En sustento de sus pretensiones afirmó que mediante resolución no. 0507 de junio de 1967, la demandada le reconoció pensión de invalidez por riesgo profesional que disfrutó hasta diciembre de 2004, en razón a que el demandado la revocó, previa su autorización expresa, con el fin de que le fuera reconocida la pensión de vejez; que por tener más de 1400 semanas cotizadas dicha prestación le fue otorgada mediante resolución no. 28462 del 8 de septiembre de 2005, en acatamiento de un fallo de tutela dictado por el Juez Cincuenta y Cuatro Penal del Circuito.
Que no obstante lo anterior y a pesar de haber cumplido los requisitos para obtener la pensión de vejez el 1º de mayo de 2004, el I.S.S. omitió reconocerle el retroactivo pensional causado entre esta fecha y el 30 de septiembre de 2005, hecho que motivó la correspondiente reclamación administrativa que no tuvo eco en la demandada. Finalmente, señaló que la pensión de invalidez por riesgo profesional otorgada en el año 1967, es compatible con la de vejez concedida en el año 2005 (fls. 5 a 6).
Al dar respuesta a la demanda, el I.S.S. aceptó como ciertos los hechos referidos al reconocimiento de las pensiones de invalidez y de vejez, esta última efectiva a partir del 30 de junio de 2005, fecha en que su empleadora « LAFAYETTE S.A. » lo desafilió del sistema. No controvirtió el punto referido a la revocatoria de la pensión de invalidez para dar paso al otorgamiento de la prestación por vejez, y explicó que ello obedeció a que « las pensiones de invalidez profesional y de vejez cumplen exactamente la misma finalidad protectora, esto es atender la pérdida de la capacidad laboral del trabajador, en un caso como consecuencia de un infortunio laboral y en el otro por las secuelas de la senectud (…)» Se opuso a las pretensiones de la demanda y en su defensa formuló las excepciones de prescripción, compensación, inexistencia del derecho y de la obligación por falta de causa y título para pedir, cobro de lo no debido, no configuración del derecho al pago del IPC, pago y las demás que resulten probadas (fls. 26 a 32).

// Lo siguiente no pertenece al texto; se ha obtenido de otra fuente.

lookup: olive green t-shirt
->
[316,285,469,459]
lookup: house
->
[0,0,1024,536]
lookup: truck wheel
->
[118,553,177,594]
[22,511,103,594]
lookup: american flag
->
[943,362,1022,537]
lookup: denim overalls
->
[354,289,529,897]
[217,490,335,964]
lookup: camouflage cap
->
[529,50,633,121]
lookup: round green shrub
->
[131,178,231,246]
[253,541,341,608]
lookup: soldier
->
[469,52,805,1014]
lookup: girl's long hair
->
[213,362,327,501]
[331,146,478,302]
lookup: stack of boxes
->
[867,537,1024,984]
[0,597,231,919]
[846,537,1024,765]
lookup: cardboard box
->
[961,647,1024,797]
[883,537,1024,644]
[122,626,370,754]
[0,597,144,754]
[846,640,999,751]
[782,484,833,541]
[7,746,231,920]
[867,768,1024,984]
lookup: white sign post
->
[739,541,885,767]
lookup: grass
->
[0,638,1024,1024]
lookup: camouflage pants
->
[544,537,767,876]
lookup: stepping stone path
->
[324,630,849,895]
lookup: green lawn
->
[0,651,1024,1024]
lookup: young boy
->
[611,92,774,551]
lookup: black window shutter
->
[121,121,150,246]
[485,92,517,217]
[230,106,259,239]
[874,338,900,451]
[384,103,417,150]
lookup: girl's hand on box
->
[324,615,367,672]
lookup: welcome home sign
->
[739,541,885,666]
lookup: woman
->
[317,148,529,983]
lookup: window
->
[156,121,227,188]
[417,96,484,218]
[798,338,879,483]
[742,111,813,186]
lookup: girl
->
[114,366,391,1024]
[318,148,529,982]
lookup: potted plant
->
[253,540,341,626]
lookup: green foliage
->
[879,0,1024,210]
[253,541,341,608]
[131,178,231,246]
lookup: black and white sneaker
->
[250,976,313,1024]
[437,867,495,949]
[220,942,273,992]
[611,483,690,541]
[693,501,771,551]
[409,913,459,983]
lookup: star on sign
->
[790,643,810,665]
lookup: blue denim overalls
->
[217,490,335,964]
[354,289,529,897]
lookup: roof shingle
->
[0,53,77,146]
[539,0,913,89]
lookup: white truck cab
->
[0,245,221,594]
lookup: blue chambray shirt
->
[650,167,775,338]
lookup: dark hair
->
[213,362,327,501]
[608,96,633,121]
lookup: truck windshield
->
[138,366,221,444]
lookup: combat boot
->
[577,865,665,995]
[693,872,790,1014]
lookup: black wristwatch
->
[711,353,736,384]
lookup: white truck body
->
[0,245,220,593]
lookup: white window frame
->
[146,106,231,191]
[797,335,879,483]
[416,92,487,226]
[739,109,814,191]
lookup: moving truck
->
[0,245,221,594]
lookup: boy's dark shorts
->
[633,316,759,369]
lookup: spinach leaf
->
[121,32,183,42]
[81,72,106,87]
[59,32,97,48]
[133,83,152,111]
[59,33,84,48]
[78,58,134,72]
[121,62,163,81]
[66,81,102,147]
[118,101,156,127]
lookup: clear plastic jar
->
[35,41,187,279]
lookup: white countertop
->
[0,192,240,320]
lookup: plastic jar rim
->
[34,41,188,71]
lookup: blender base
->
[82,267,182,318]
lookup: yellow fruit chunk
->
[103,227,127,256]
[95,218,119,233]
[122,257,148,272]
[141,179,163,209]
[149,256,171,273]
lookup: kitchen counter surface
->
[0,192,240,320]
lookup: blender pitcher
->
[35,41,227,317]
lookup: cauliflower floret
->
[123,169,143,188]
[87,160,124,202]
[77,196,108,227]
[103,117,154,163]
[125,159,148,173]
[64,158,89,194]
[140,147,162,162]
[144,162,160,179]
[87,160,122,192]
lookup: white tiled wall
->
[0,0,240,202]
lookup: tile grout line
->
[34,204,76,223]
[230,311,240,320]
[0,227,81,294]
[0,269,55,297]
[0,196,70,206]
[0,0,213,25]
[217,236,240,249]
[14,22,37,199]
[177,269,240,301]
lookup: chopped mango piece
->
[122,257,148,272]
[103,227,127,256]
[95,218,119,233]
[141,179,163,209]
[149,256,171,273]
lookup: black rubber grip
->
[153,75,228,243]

II. SENTENCIA DE PRIMERA INSTANCIA El Juzgado Treinta y Dos Laboral del Circuito de Bogotá, al que correspondió el trámite de la primera instancia, mediante fallo del 26 de octubre de 2009, absolvió al I.S.S. de la compatibilidad pensional reclamada por Indalecio Martín Moreno. En cuanto a la pensión de vejez, condenó a la demandada a pagarle el retroactivo pensional causado entre los meses de enero y octubre de 2005, junto con los intereses moratorios previstos en el art. 141 de la L. 100/1993, y le impuso las costas de la primera instancia. III.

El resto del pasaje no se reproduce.